Maria Lucia Verdi
O Museu da República exibe a mostra Ruídos: a coreografia da violência, de Wagner Hermusche, e o Museu dos Correios exibe Lugares e ficções, de Pedro de Andrade Alvim. Duas mostras consistentes, frutos de trajetórias sólidas, que nos impactam de modo totalmente distinto.
Dois artistas brasilienses com vivência europeia, que nos trazem universos dissimiles, mas que se aproximam como contrapontos, como as extremidades do círculo (o real) se encontram. Frente a essas duas trajetórias, damos um Viva à Subjetividade, aquela que teima em resistir como conceito, num tempo histórico avassalador, onde as individualidades estão mais e mais padronizadas. Um Viva também à pintura e ao desenho!

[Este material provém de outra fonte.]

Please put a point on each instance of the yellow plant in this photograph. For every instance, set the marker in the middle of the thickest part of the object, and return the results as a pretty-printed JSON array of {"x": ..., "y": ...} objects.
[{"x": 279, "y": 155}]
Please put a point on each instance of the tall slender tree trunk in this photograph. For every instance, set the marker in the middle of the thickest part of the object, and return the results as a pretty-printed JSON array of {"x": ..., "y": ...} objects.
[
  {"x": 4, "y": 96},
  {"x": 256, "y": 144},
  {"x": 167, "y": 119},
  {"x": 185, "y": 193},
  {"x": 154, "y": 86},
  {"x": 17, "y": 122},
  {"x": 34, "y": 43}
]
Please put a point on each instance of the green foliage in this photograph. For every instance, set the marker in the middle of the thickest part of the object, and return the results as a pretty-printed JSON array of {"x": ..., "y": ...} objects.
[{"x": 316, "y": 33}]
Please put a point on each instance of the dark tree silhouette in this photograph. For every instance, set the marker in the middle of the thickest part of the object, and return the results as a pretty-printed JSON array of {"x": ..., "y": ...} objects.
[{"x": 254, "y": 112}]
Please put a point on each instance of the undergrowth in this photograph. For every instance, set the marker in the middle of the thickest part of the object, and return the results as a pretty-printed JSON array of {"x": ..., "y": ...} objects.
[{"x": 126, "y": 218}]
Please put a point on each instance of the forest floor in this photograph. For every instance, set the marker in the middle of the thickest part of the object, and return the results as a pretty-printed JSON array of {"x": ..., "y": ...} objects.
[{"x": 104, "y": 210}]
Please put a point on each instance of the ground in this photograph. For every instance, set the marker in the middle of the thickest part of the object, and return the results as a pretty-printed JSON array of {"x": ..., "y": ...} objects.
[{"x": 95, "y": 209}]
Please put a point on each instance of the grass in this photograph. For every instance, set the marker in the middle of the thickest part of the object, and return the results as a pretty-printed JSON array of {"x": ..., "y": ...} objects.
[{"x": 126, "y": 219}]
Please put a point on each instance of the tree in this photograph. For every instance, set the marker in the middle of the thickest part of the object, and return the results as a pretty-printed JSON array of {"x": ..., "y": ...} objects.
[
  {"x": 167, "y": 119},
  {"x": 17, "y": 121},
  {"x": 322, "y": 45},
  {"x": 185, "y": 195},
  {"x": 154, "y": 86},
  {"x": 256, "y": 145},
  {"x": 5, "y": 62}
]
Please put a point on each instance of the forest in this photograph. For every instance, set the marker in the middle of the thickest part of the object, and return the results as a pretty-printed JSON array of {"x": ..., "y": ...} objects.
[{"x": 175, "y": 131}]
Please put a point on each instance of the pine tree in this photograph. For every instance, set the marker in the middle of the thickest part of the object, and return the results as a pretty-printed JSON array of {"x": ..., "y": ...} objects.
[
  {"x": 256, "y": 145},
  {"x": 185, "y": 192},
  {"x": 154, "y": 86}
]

Hermusche reitera, com grande impacto visual, os signos, os símbolos, a linguagem da violência, da realidade e da tecnologia invasoras; Pedro Alvim revisita signos e símbolos da história da arte e da cultura ocidental, relendo-os pelo viés da citação, da homenagem (algumas vezes comovedora, como em “Medusa” e em “Spitzberg”) e, mesmo, do humor.

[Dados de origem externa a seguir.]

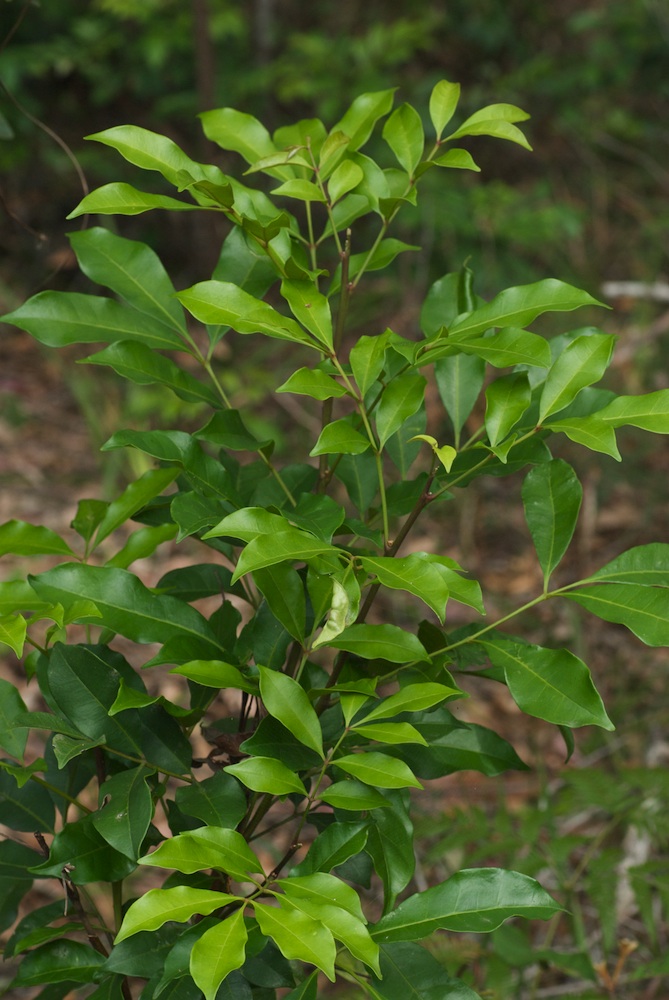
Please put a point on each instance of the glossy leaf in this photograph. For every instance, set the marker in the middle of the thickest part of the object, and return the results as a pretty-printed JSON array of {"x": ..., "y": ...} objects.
[
  {"x": 132, "y": 270},
  {"x": 400, "y": 400},
  {"x": 287, "y": 701},
  {"x": 61, "y": 318},
  {"x": 222, "y": 302},
  {"x": 387, "y": 642},
  {"x": 443, "y": 102},
  {"x": 378, "y": 770},
  {"x": 551, "y": 684},
  {"x": 474, "y": 900},
  {"x": 582, "y": 362},
  {"x": 314, "y": 383},
  {"x": 643, "y": 610},
  {"x": 265, "y": 774},
  {"x": 208, "y": 847},
  {"x": 155, "y": 907},
  {"x": 142, "y": 365},
  {"x": 552, "y": 496},
  {"x": 219, "y": 951},
  {"x": 298, "y": 936}
]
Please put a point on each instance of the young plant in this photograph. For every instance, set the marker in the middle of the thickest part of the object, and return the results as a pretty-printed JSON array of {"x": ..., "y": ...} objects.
[{"x": 321, "y": 714}]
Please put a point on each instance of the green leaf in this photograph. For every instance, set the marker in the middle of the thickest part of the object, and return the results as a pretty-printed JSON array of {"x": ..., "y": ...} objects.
[
  {"x": 287, "y": 701},
  {"x": 142, "y": 365},
  {"x": 23, "y": 539},
  {"x": 474, "y": 900},
  {"x": 552, "y": 496},
  {"x": 377, "y": 769},
  {"x": 459, "y": 381},
  {"x": 13, "y": 630},
  {"x": 59, "y": 962},
  {"x": 643, "y": 610},
  {"x": 58, "y": 319},
  {"x": 155, "y": 907},
  {"x": 216, "y": 673},
  {"x": 412, "y": 973},
  {"x": 132, "y": 270},
  {"x": 390, "y": 732},
  {"x": 298, "y": 936},
  {"x": 225, "y": 303},
  {"x": 283, "y": 589},
  {"x": 126, "y": 605},
  {"x": 126, "y": 811},
  {"x": 443, "y": 102},
  {"x": 519, "y": 306},
  {"x": 119, "y": 198},
  {"x": 290, "y": 544},
  {"x": 387, "y": 642},
  {"x": 591, "y": 432},
  {"x": 650, "y": 412},
  {"x": 414, "y": 574},
  {"x": 265, "y": 774},
  {"x": 134, "y": 497},
  {"x": 643, "y": 564},
  {"x": 551, "y": 684},
  {"x": 403, "y": 132},
  {"x": 400, "y": 400},
  {"x": 339, "y": 438},
  {"x": 361, "y": 117},
  {"x": 310, "y": 307},
  {"x": 219, "y": 951},
  {"x": 208, "y": 847},
  {"x": 312, "y": 382},
  {"x": 354, "y": 796}
]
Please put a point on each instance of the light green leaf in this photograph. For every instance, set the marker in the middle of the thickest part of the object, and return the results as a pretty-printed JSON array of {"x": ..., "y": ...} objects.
[
  {"x": 583, "y": 361},
  {"x": 552, "y": 496},
  {"x": 643, "y": 610},
  {"x": 287, "y": 701},
  {"x": 389, "y": 732},
  {"x": 403, "y": 132},
  {"x": 310, "y": 307},
  {"x": 650, "y": 412},
  {"x": 126, "y": 605},
  {"x": 591, "y": 432},
  {"x": 340, "y": 438},
  {"x": 132, "y": 270},
  {"x": 22, "y": 539},
  {"x": 222, "y": 302},
  {"x": 378, "y": 770},
  {"x": 550, "y": 684},
  {"x": 411, "y": 698},
  {"x": 387, "y": 642},
  {"x": 312, "y": 382},
  {"x": 216, "y": 673},
  {"x": 265, "y": 774},
  {"x": 155, "y": 907},
  {"x": 140, "y": 364},
  {"x": 288, "y": 545},
  {"x": 119, "y": 198},
  {"x": 207, "y": 847},
  {"x": 443, "y": 102},
  {"x": 644, "y": 564},
  {"x": 473, "y": 900},
  {"x": 298, "y": 936},
  {"x": 354, "y": 796},
  {"x": 400, "y": 400},
  {"x": 219, "y": 951},
  {"x": 507, "y": 399},
  {"x": 61, "y": 318}
]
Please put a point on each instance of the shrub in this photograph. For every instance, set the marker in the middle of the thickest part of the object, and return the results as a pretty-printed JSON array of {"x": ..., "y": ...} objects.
[{"x": 320, "y": 713}]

Hermusche nos crava no peito uma bala perdida. Pedro Alvim faz com que nos percamos em seus lugares de ficção. Une-os, o cenário aberto e devastador desta capital apocalíptica – espaço para coreografias assustadoras, mas também espaço para aventuras de um olhar inquieto, que reinventa.
Hermusche traz a agressividade do que vemos e ouvimos na mídia, aliás, do que não aguentamos mais ler e ouvir. Como diz no texto autoral de apresentação, ele retrata o poder das corporações, do capital e seu discurso único, do perigo do estilo de vida contemporâneo, do isolamento das individualidades, do horror da política muito bem expresso em um dos grandes quadros da mostra.
Pedro Alvim traz a possibilidade da momentânea evasão desse mundo – em suas pinturas, nos perdemos no imaginário de outros tempos, um flanar pela pintura em si. As evocações de uma ficção surpreendente, de um autor que é como o alter ego daquele (o mesmo) que escreve o “Libreto” distribuído na mostra, libreto de uma ópera cifrada, ao mesmo tempo bufa e nostálgica – a própria mostra.
A arte contemporânea é assim múltipla, com mil faces, híbrida, impossível de restringir – como o mundo de hoje, que nos escapa, fluido, líquido, escorrendo como nas pinturas de Pedro Alvim, ao mesmo tempo que se afirma concreto e cruel, como no trabalho de Hermusche. Necessitamos da arte política de Wagner Hermusche, necessitamos da arte atemporal de Pedro Alvim. Brasilienses, fujam para os museus!